Intervenant à l'ouverture d'un colloque de deux jours sur le mariage des mineurs, initié par la présidence du ministère public en coopération avec l'UNICEF, qui a eu lieu les 28 et 29 octobre 2019 à Marrakech, M. Abdennabaoui souligne que, dans le cadre de l'adhésion aux orientations générales de l'Etat pour une compréhension plus approfondie des différentes dimensions de ce phénomène et dans l'optique de trouver les solutions les plus efficaces pour y faire face, cette étude vise également à pointer du doigt les différents stratagèmes et moyens utilisés pour contourner la loi en vue de légaliser le mariage précoce ou d'en faire une réalité contraignante pour toute décision judiciaire. Et de poursuivre que ladite étude se propose aussi d'analyser les divers aspects d'ordre judiciaire suscités par cette problématique en rapport avec d'autres sujets tels que la violence à l'égard de l'épouse, l'expulsion du domicile conjugal, la négligence de la famille, le mariage forcé, ainsi que d'autres questions inhérentes au mariage des mineurs et leur mode de traitement lorsqu'il s'agit de filles mineures.
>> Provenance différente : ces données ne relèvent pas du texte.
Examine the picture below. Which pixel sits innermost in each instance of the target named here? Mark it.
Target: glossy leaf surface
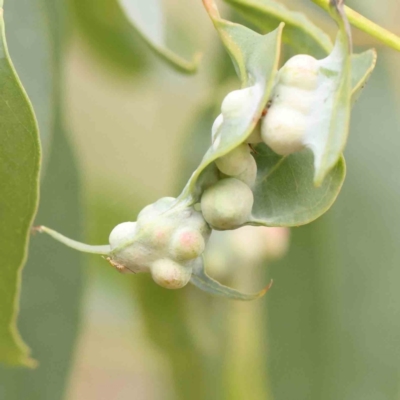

Violation des droits de l'enfant
Rappelant que le mariage des mineurs exige de mener une réflexion sérieuse et une révision profonde de tous les aspects se rapportant à cette question plus que jamais d'actualité et touchant aux droits de l'enfant, garantis sur les plans constitutionnel et international, M. Abdennabaoui a soutenu que la protection de ces droits fait partie intégrante du développement global et de l'édification de la société démocratique moderne, comme l'a affirmé S.M. le Roi Mohammed VI.

M. Abdennabaoui a, en outre, mis l'accent sur le caractère multidimensionnel de la question du mariage des mineurs qui touche aussi bien aux aspects social et économique que culturel, religieux et judiciaire, tout en appelant les participants à ce colloque à garder à l'esprit pendant leurs débats et discussions l'ensemble de ces dimensions, notamment la hausse croissante et alarmante du nombre des demandes d'autorisation de mariage des mineurs.